Errors with dealing with files that are not procedural in the call-way: eg _start --> some_boot_functions --> kinit --> kinit returns to ---> "initialize_environment_for_kmain" --> kmain

You get errors like :

  1. Single stepping until exit from function _initialize_environment_for_kmain, which has no line number information. This means that the code that the debugger is currenly referencing a function called "_initialize_environment_for_kmain". And this code does not have line information This error may occur because of two reasons :

    1. The debugger cannot find the debug symbol table : This can be solved by adding the debug sybol table "debug = true" in the build configuration.
    2. The code is not part of the Source Code scope. The code is not part of the Source Code because it is an object file dependency. And those object file dependencies were not compiled with debug symbol tables. So the debugger does not have line information for them. This might happen if you step on code such as boot_code, external libraries, initialization routines.
      In our case, This happens because the "_initialize_environment_for_kmain" was written as assembly language that glued together the source_code for kmain and kinit.
      This assembly code was compiled as a dependecy file.

    To solve this, We can decide to use step and next commands ONLY when we are within the source code scope. You will know that you are in the source code scope if the source code gets displayed on screen. The moment you reach the end of a function, call "continue" comand so that you can cruise over the 3rd party code.

    You can also decide to make ALL CODE to become Rust_written code. That way, assembly files that act as external files do not get to exist. You can assure this by making all assembly be "inline assembly".

    You cn also decide to compile the external assembly files with debug information attached. I do not know how to do this.

  2. fdfd

On this day : 2/7/2023
The Debugger saved my life. I will be eternally grateful to the creators of gbd and gdb muilti-arch
You saved my life.
Debugging is the BEST!!
I will worship GDB-multiarch for the rest of my life.

Especially the command : "info registers" --- I LOVE YOUUU. HA HA HA .

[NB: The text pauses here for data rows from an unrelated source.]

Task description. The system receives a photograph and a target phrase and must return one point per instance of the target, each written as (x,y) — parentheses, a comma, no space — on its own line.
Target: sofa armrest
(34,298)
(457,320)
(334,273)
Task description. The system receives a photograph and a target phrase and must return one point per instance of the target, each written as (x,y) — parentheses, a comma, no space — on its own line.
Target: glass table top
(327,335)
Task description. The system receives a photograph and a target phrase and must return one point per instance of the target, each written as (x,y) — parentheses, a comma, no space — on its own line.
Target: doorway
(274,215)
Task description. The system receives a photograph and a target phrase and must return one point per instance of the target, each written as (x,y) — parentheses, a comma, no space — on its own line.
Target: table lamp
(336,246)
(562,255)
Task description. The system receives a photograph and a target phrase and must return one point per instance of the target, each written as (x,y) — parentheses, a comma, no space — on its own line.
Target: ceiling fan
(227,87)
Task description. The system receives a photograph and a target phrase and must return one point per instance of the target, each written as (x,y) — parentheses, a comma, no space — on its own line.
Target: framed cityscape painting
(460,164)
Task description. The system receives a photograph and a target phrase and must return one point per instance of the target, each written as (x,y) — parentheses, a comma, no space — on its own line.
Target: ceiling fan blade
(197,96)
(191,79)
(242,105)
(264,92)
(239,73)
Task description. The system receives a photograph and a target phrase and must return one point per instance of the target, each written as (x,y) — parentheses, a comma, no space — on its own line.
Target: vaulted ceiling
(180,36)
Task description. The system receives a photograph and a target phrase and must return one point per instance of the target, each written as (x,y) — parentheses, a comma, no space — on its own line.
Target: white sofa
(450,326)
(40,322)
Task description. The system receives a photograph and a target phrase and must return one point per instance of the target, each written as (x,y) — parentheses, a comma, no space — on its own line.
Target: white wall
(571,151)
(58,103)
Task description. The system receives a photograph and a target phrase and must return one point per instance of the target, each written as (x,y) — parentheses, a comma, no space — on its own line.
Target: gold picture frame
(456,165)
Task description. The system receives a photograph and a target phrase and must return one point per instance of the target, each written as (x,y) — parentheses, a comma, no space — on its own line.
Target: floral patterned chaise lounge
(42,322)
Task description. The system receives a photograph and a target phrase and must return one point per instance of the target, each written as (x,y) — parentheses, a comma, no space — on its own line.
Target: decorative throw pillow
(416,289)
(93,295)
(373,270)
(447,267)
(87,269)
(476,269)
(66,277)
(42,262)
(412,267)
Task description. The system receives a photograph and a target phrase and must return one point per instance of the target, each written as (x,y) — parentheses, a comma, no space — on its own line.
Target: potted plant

As for tutorial : See this chatgpt talk : https://chat.openai.com/share/feda48a4-27ce-4563-b0d4-73047257256f

more commands:

  1. info breakpoints --get info about the set breakpoints
  2. break file:line_number

If you have the address of an instruction, you can get info about the source code of that specific instruction using the list command: For example

(gdb) list *0x8000035e
0x8000035e is in hobo_os::interrupt_and_exception_handling::rust_trap (src/interrupt_and_exception_handling/mod.rs:65).
(gdb) list 0x8000035e
Function "0x8000035e" not defined.

To print the symbols that are in the current context (i.e., the current scope) while debugging with GDB, you can use the info locals and info args commands. These commands show local variables and function arguments, respectively,

If you call a function in assembly. Make sure the source code of that funtion has a return function
In hindsight, if you are trying to modify the return address in rust code, it is better to use jump instruction instead of a call instruction.

printing registers

  • To print all non-priviledge registers : "info registers"
  • To print a specific register (both priviledge and unpriviledged) : "print $mstatus", "print $ra"

Printing Memory values

To print the value stored at a specific memory address while using GDB (GNU Debugger), you can use the x (examine) command. The syntax for the x command is as follows:

x/[n][fu] address

Where:

n is an optional count representing the number of units to display. If omitted, it defaults to 1.
f is an optional format specifier to control the display format of the data.
u is an optional unit size specifier (b for bytes, h for halfwords, w for words, g for giant words).

For example : x/2h 0x12345678

This will print two consecutive halfwords (16 bits each) starting from the memory address 0x12345678.